The purpose of this paper is to document and explain the way in which ABS causes of death statistics (particularly external causes of death) are produced, provide advice to users of causes of death data about some current quality issues concerning external causes of death, and assist in interpreting the data. Data on external causes of death are used for injury surveillance and to support the development of policy for disease and injury prevention.

The term 'external causes' is used to describe deaths where the underlying cause of death is determined to be one of a group of causes external to the body (for example suicide, transport accidents, falls, poisoning etc). These are distinct from natural causes of death generally resulting from disease (for example diabetes, cancer, heart disease etc.). Deaths that are classified as external causes are in most cases reported to coroners for investigation. Approximately 80% of deaths from external causes are certified by a coroner.

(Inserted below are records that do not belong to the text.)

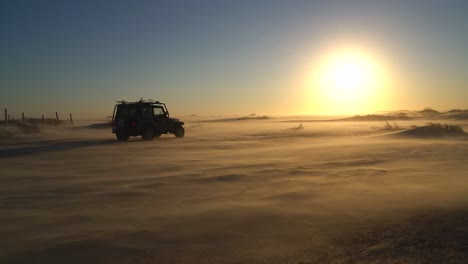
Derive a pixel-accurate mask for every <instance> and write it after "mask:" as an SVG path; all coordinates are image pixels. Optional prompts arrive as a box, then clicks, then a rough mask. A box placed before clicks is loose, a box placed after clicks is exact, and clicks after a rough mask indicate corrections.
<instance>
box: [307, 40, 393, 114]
mask: <svg viewBox="0 0 468 264" xmlns="http://www.w3.org/2000/svg"><path fill="white" fill-rule="evenodd" d="M384 76H385V71H384V70H383V67H382V66H381V65H380V64H379V63H378V60H377V59H376V58H374V57H373V56H370V55H369V54H367V53H365V52H363V51H361V50H352V49H341V50H335V51H332V52H328V53H326V54H325V55H324V56H322V57H321V58H320V59H318V60H316V62H315V63H314V68H313V70H312V74H311V76H310V77H311V78H310V81H309V82H308V85H307V86H308V87H309V88H308V89H309V90H310V89H311V90H310V91H309V93H311V96H312V102H313V106H312V108H313V111H314V112H322V113H333V114H338V113H340V114H346V113H349V114H355V113H361V112H366V111H372V110H376V109H379V108H380V106H379V103H380V98H382V96H383V95H384V93H385V89H384V87H385V86H386V85H387V82H386V81H385V80H384Z"/></svg>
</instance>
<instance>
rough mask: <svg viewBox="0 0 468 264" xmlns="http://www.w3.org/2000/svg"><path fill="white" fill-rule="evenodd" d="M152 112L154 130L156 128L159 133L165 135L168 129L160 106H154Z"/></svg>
mask: <svg viewBox="0 0 468 264" xmlns="http://www.w3.org/2000/svg"><path fill="white" fill-rule="evenodd" d="M153 112H154V122H155V126H156V128H158V130H159V132H161V133H167V131H168V129H169V123H168V118H167V114H166V112H165V111H164V109H163V108H162V107H160V106H155V107H154V108H153Z"/></svg>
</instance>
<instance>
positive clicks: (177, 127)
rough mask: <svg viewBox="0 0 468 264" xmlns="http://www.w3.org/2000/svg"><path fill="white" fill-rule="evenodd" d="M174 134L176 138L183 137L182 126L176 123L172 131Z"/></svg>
mask: <svg viewBox="0 0 468 264" xmlns="http://www.w3.org/2000/svg"><path fill="white" fill-rule="evenodd" d="M174 135H175V136H176V137H178V138H181V137H184V136H185V129H184V127H183V126H181V125H178V126H177V127H176V129H175V131H174Z"/></svg>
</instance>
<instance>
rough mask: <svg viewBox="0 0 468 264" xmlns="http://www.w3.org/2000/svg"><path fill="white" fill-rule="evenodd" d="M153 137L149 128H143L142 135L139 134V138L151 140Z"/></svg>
mask: <svg viewBox="0 0 468 264" xmlns="http://www.w3.org/2000/svg"><path fill="white" fill-rule="evenodd" d="M153 138H154V131H153V129H151V128H147V129H145V131H144V132H143V135H141V139H143V140H151V139H153Z"/></svg>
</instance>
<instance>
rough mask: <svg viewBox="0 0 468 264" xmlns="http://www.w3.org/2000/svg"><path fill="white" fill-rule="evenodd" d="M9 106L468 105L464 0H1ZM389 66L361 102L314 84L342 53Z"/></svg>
mask: <svg viewBox="0 0 468 264" xmlns="http://www.w3.org/2000/svg"><path fill="white" fill-rule="evenodd" d="M0 5H1V6H0V34H1V41H0V58H1V60H0V107H1V108H8V109H9V110H10V112H12V113H16V115H17V116H18V115H19V114H18V113H20V112H22V111H24V112H26V113H29V115H34V114H37V115H40V114H42V113H45V114H51V113H53V112H55V111H59V112H67V113H68V112H72V113H77V114H78V115H79V116H80V117H81V116H82V117H84V116H107V115H110V114H112V108H113V105H114V102H115V101H116V100H120V99H126V100H137V99H139V98H140V97H144V98H154V99H158V100H161V101H164V102H166V103H167V104H168V105H169V107H170V109H171V110H172V111H171V112H172V113H174V114H250V113H257V114H281V115H294V114H312V115H320V114H339V113H343V114H350V115H352V114H359V113H363V112H369V113H370V112H372V111H380V110H399V109H410V110H412V109H421V108H424V107H432V108H435V109H439V110H449V109H452V108H463V109H466V108H468V18H467V16H466V12H467V11H468V2H467V1H434V0H426V1H425V0H420V1H415V0H413V1H411V0H409V1H408V0H405V1H403V0H402V1H399V0H395V1H378V0H375V1H295V0H290V1H275V0H270V1H266V0H265V1H263V0H212V1H202V0H192V1H179V0H168V1H119V0H109V1H98V0H92V1H91V0H90V1H87V0H80V1H66V0H65V1H64V0H61V1H47V0H43V1H36V0H31V1H21V0H11V1H8V0H7V1H2V2H1V4H0ZM338 47H340V48H343V47H345V48H349V47H350V48H352V49H359V50H361V51H364V53H366V54H369V56H371V57H372V59H373V60H374V61H376V62H378V64H379V65H380V66H381V69H380V70H381V71H382V72H384V74H385V76H386V81H385V83H376V84H375V87H373V88H372V89H373V90H372V92H371V93H369V94H368V95H366V97H365V101H366V102H370V103H368V104H367V103H363V102H362V101H361V102H360V103H359V105H358V104H357V103H356V104H354V105H353V104H349V105H342V104H340V103H339V102H334V101H333V98H328V99H324V98H321V97H320V96H321V95H320V94H321V93H320V92H318V91H317V89H318V88H317V87H314V85H311V84H310V83H308V82H307V81H306V80H307V79H308V78H310V76H313V75H314V74H315V72H316V70H315V69H314V67H316V62H317V61H318V60H320V58H321V57H323V56H325V55H326V54H327V53H330V54H332V53H333V52H334V51H333V50H334V49H337V48H338Z"/></svg>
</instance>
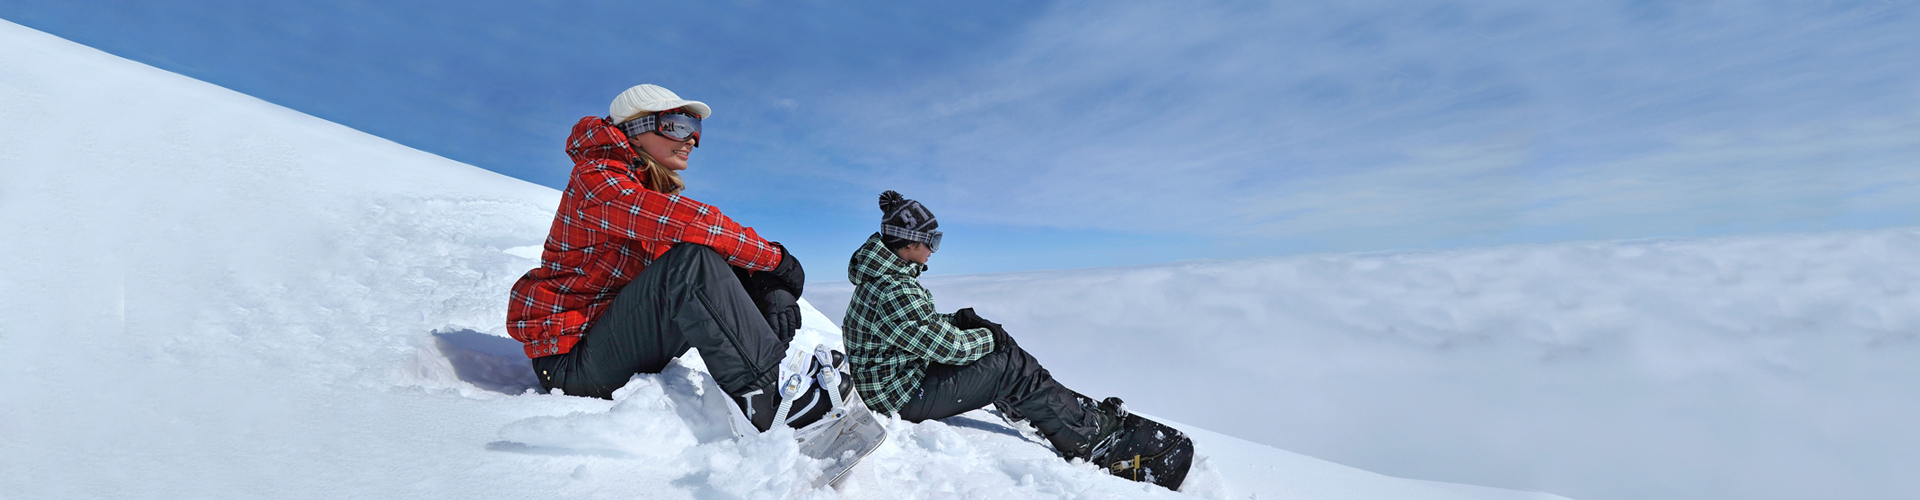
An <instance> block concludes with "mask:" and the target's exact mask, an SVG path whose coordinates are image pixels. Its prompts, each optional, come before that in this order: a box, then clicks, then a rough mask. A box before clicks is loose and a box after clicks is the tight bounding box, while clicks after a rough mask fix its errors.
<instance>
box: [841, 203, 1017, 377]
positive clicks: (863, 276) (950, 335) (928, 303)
mask: <svg viewBox="0 0 1920 500" xmlns="http://www.w3.org/2000/svg"><path fill="white" fill-rule="evenodd" d="M925 269H927V267H925V265H922V263H912V262H906V260H902V258H900V256H895V254H893V252H889V250H887V246H885V244H881V242H879V233H874V237H868V238H866V244H862V246H860V250H854V252H852V260H851V262H849V263H847V281H852V285H854V290H852V304H847V319H845V321H841V333H843V340H847V360H849V363H852V381H854V388H858V390H860V398H862V400H866V406H868V408H872V410H874V412H881V413H899V412H900V408H902V406H906V400H910V398H912V396H914V390H916V388H920V379H922V377H925V373H927V363H947V365H964V363H972V362H975V360H979V358H981V356H987V354H989V352H993V333H991V331H987V329H970V331H962V329H956V327H954V325H952V315H950V313H937V312H933V294H929V292H927V288H924V287H920V281H918V279H916V277H920V271H925Z"/></svg>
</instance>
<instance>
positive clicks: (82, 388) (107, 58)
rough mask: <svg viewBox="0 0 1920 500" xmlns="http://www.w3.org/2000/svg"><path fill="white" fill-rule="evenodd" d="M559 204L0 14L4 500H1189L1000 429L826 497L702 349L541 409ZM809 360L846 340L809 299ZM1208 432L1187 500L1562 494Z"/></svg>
mask: <svg viewBox="0 0 1920 500" xmlns="http://www.w3.org/2000/svg"><path fill="white" fill-rule="evenodd" d="M555 146H559V144H555ZM555 156H559V152H555ZM557 163H561V160H559V158H557ZM695 196H697V192H695ZM557 198H559V196H557V192H553V190H549V188H543V187H534V185H528V183H522V181H515V179H507V177H501V175H495V173H488V171H482V169H476V167H470V165H461V163H455V162H449V160H444V158H436V156H432V154H424V152H417V150H411V148H405V146H399V144H394V142H388V140H382V138H376V137H369V135H363V133H355V131H351V129H346V127H340V125H334V123H326V121H321V119H315V117H309V115H303V113H298V112H292V110H284V108H278V106H271V104H265V102H259V100H253V98H248V96H240V94H234V92H230V90H225V88H217V87H211V85H205V83H198V81H192V79H184V77H179V75H171V73H165V71H159V69H154V67H146V65H138V63H131V62H125V60H119V58H113V56H108V54H102V52H96V50H90V48H84V46H77V44H71V42H65V40H60V38H54V37H48V35H44V33H36V31H31V29H25V27H19V25H12V23H4V21H0V402H4V404H0V498H288V496H292V498H442V496H445V498H453V496H461V498H468V496H478V498H553V496H561V498H576V496H591V498H778V496H803V498H1148V496H1179V494H1175V492H1167V490H1162V488H1154V487H1142V485H1137V483H1127V481H1119V479H1112V477H1106V475H1102V473H1098V471H1094V469H1091V467H1087V465H1073V463H1066V462H1060V460H1056V458H1054V456H1052V454H1050V452H1048V450H1046V448H1044V446H1043V444H1037V442H1035V437H1033V435H1031V429H1025V427H1008V425H1006V423H1004V421H1000V419H998V417H995V415H993V413H987V412H973V413H968V415H960V417H954V419H947V421H929V423H920V425H910V423H902V421H891V423H889V425H891V431H893V435H891V438H889V444H887V446H883V448H881V450H877V452H876V454H874V456H872V458H870V460H868V462H866V463H862V465H860V467H858V469H856V473H854V475H852V477H851V479H849V481H847V483H845V485H843V487H841V488H837V490H835V488H824V490H803V488H801V487H799V485H804V483H806V481H808V479H810V477H812V475H814V473H818V465H814V463H812V462H806V460H803V458H799V456H797V452H795V446H793V442H791V438H789V435H785V433H768V435H762V437H753V438H743V440H728V438H722V427H720V423H718V417H720V413H718V412H720V410H718V408H716V400H714V398H716V392H718V390H714V387H712V381H710V379H708V377H707V375H705V373H703V371H701V363H699V360H697V356H691V358H687V360H682V362H678V363H676V365H672V367H670V369H666V371H664V373H659V375H641V377H636V379H634V381H632V383H630V385H628V387H626V388H622V390H620V392H618V398H616V400H612V402H605V400H588V398H568V396H545V394H534V392H530V387H532V379H530V375H532V373H530V371H528V367H526V363H524V358H520V354H518V352H516V344H515V342H513V340H509V338H503V337H501V323H503V317H505V296H507V287H509V285H511V283H513V281H515V279H516V277H518V275H520V273H522V271H524V269H528V267H532V265H534V260H530V258H528V256H530V252H532V248H534V246H538V244H540V240H541V238H543V235H545V227H547V223H549V217H551V212H553V206H555V204H557ZM749 223H751V221H749ZM816 262H831V260H828V258H816ZM803 338H810V340H818V342H835V338H837V331H835V329H833V325H831V321H828V319H826V317H824V315H820V313H818V312H814V310H812V306H806V329H804V331H803ZM1139 410H1142V412H1150V413H1164V412H1162V410H1164V408H1156V406H1150V404H1144V406H1140V408H1139ZM1181 427H1183V429H1188V431H1192V433H1194V438H1196V442H1198V446H1200V454H1202V462H1200V463H1198V467H1196V471H1194V475H1192V479H1188V488H1187V492H1185V494H1187V496H1202V498H1551V496H1548V494H1538V492H1517V490H1498V488H1480V487H1465V485H1446V483H1428V481H1409V479H1396V477H1386V475H1377V473H1367V471H1359V469H1352V467H1346V465H1338V463H1331V462H1323V460H1313V458H1306V456H1300V454H1290V452H1283V450H1275V448H1269V446H1261V444H1252V442H1246V440H1238V438H1231V437H1225V435H1215V433H1208V431H1202V429H1196V427H1190V425H1181Z"/></svg>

Statistics on causes of death are a by-product of the administrative process by which registrars of births, deaths and marriages register all life events accurately and securely for all time, ensuring their integrity and confidentiality. The collection, processing, compilation and dissemination of causes of death statistics is the joint responsibility of various stakeholders. The quality of the statistics depends on each of the many steps involved in the collection and processing of the data, and these steps may be subject to change over time.

It is important to be aware of the issues explored in this paper when using causes of death statistics. They include the way in which the data may fluctuate from year to year, differences between jurisdictions in the practices of registrars and coroners, the impact of incomplete information on coding, and the importance of understanding the metadata associated with other data sources when comparing them with ABS causes of death data.